Sharma proposed a research project working with Christine Min Wotipka, an associate professor (teaching) of education, in which she would interview local mothers to better understand their motivation.
There are many groups working to prevent child marriage, but I think we probably cannot stop the practice unless we understand more about the family's motivation for having their children married.
"Doing the interviews you realize that we need to be thinking about why people are making the kinds of decisions they are making, as opposed to why we think they should be making decisions," she said.
Sharma is doing her honors thesis through the Center on Democracy, Development and the Rule of Law, which is part of the Freeman Spogli Institute for International Studies. The program provides interdisciplinary support for students carrying out research projects with a global impact.
Sharma learned that the parents' decisions come down partly to economics. Poor families often don't have the resources to pay the higher dowry required if their daughters marry at an older age. Parents also say that in some cases they don't want their daughters to get jobs because that is a sign of destitution, suggesting that her husband cannot support her.
Sharma also had some parents tell her that quitting school was the child's choice and the family was helpless. "The parents will say that they don't have agency over the decision of whether their child is going to get educated or not," Sharma said.
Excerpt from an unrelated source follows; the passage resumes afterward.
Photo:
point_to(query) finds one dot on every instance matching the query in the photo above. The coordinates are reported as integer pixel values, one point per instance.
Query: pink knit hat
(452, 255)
Girls in this region often help with cooking, housework and caring for younger siblings in addition to going to school. "It's a double burden for these girls to study and also do household chores."
One explanation for early marriage claimed by some is that girls are increasingly entering into relationships at a young age. "Some mothers say that if you know your daughter is in a relationship, you might as well get her married because you don't want the kind of shame that is going to bring," Sharma said.
Sharma hopes her work will help guide further research into the factors that influence how parents make decisions about educating their daughters, and will eventually influence efforts to reduce child marriage. But the most important insights might be for her personally.
"I think carrying out this work will give me a better sense of where it is that I want to focus my efforts after I graduate from Stanford," she said. "I've always been an activist and I've always been an advocate of education, and this work will inform future research that I may want to conduct."